The current observational study draws its conclusions from biochemical signatures of an aquatic ectothermic consumer. However, recent results suggest that endothermic consumers may have similar or even higher requirements than fish for physiologically important long-chained PUFAs (Hulbert 2007; Twining et al. 2016b), while those FAs are much less prevalent at the base of terrestrial food webs (Hixson et al. 2015; Twining et al. 2016a; but see Ruess and Müller-Navarra 2019).
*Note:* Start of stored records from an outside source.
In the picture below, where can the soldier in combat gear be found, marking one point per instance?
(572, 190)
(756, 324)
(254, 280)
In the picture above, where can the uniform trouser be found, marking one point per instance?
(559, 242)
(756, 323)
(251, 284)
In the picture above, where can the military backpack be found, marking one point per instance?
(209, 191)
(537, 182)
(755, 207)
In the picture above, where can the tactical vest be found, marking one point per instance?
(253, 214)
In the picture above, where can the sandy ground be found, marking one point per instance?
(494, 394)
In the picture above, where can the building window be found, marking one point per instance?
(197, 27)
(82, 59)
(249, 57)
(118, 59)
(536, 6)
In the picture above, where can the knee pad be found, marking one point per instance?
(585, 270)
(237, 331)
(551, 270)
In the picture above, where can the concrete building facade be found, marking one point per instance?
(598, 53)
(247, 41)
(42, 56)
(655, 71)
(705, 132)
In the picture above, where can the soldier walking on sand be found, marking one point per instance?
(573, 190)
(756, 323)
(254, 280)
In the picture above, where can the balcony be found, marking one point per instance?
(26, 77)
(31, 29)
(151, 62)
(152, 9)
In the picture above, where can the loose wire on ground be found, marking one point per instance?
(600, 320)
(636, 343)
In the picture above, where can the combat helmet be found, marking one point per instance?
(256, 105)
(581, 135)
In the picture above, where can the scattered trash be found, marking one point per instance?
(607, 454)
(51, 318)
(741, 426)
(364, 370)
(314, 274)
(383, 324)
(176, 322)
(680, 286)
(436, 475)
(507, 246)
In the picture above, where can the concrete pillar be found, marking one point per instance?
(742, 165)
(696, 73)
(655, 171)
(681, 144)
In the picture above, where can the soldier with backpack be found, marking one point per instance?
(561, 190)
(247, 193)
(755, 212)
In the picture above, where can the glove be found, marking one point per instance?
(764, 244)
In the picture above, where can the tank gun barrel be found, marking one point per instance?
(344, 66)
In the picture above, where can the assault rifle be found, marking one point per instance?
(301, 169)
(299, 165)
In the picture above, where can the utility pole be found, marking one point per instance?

Therefore, mismatches between food and consumer FA composition may also be an important driver of fitness and life-history trade-offs in endotherm organisms (Twining et al. 2016b, 2018), suggesting that the mechanisms portrayed in this study will likely be widespread in nature.


Our study presents evidence that changes in internal regulation during ontogeny can have important effects in the FA composition of consumers that can be of a similar magnitude as the influence of diet. This has major implications for how to interpret the role of FAs in ecological studies, where within-species FA variation has been previously thought to mainly depend on diet (Iverson et al. 2002; Czesny et al. 2011). According to our results, internal FA regulation may buffer, to some extent, differences between the availability and physiological needs of FAs over ontogeny (e.g. Abi-Ayad et al. 2000; Taipale et al. 2011; Twining et al. 2016b). However, mismatches between needs for physiologically important FAs and the prevalence of those FAs in diet can affect both niche specialization and ontogenetic niche shifts in nature. We suggest that FA nutrition may be a common driver of life-history trade-offs in consumers, encouraging future efforts on studying the ecological and evolutionary implications of FA nutrition across taxa.